I'm not a Google employee (this is a user forum), so I don't have an inside track. So anything I say is just my impressions from discussions plus statements from a few years ago when this change happened, and in no way an official explanation.
Firstly, external storage isn't disallowed, it's just installing apps to external storage that isn't supported.
So there's no problem with using cards as media stores, and some apps also allow you to store their data files there (useful if you use e.g. offline maps, which can get rather large).

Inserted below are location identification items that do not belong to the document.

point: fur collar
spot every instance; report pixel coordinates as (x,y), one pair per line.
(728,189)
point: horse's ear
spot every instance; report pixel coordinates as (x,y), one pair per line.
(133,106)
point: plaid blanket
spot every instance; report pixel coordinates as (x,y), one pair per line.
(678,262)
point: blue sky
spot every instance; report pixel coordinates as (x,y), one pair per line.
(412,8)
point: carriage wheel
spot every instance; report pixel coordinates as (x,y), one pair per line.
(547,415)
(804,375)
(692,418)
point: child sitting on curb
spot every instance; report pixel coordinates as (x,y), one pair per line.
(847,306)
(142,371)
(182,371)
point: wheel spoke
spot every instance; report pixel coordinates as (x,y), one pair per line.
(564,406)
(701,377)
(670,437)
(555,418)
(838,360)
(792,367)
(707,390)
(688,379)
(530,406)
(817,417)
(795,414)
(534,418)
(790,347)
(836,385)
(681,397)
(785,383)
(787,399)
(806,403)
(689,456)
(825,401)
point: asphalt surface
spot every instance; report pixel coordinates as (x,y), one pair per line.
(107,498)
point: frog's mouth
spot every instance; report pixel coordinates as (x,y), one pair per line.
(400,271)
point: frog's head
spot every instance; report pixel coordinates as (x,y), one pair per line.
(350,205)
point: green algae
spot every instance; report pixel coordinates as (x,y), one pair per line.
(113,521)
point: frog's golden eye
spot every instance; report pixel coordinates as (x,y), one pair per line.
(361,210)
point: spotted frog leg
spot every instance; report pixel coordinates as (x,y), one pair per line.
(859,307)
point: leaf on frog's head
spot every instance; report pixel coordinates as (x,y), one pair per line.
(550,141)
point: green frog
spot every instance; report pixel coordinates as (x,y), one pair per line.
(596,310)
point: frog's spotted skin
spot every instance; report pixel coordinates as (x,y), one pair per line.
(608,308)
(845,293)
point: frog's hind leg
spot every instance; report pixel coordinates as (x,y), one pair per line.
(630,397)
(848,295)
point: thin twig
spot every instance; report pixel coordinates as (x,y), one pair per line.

But it would be fair to say that Google are not fans of removable storage at all. They would say that it's slower and less reliable than built-in storage (both true) and that it confuses users (debatable). So their preferred model is significant internal storage, all of which can be used for apps, data or media without you having to worry about how much "app storage" or "media storage" you have, and this "unified" storage has been the norm since Android 4.0. And to be fair it does work well when you have a device with a large enough internal storage - better, in my opinion, than the older model of limited internal storage plus SD expansion (and I lived with that for a number of years, juggling apps between internal and external as well as using all of the root-based tricks available, and am happy not to have to do that now).
In Google's vision there wouldn't be any other storage, though they deny actually trying to kill SD cards. If you look at the devices they control (Nexus series) the last one with an SD slot was the Nexus One (2010). Most manufacturers disagreed and kept SD support, but the base OS no longer supports moving apps to SD. Some manufacturers did add apps to SD support back for some of their devices in some software releases, but in general that's the story.
To be honest moving apps to SD was always a bit of a botch. It was really a work-around for the limitations of early Android devices, which had very, very limited internal storage. It only moved part of the app and none of the app data, so you'd still run out of space, just more slowly. More seriously, if you moved an app to SD any widgets associated with it broke the next time you restarted the phone - that is one thing that I could imagine confusing many users. I'm sure it could have been improved, but there would have been costs (e.g. having to reformat SD cards to a native linux format rather than fat32), so I have some sympathy with them deciding that it was simpler to just keep apps in internal storage. Removing the option altogether was less customer-friendly, but Google do tend to just decide how they think things should be rather than worry about what customers might prefer (though they are not unique amongst big tech companies in that).
The other thing you'll often hear people say is that "Google dislike SD cards because they want everyone to use Cloud services". I'm not sure how true that is. Certainly they do want you to use their cloud services, but whether they genuinely try to disfavour SD card use to try to push people this way seems more debatable to me. And since SD cards are still supported for media (which you can stream) but not for apps (which you can't) I don't think that is relevant to this particular decision.
Having used both older devices (limited internal storage plus ability to partially move apps to SD) and a newer one with decent internal storage and no SD slot, I much prefer the latter. But I intend my next device to have at least 32GB storage plus SD expansion, because that is the best match to my own requirements.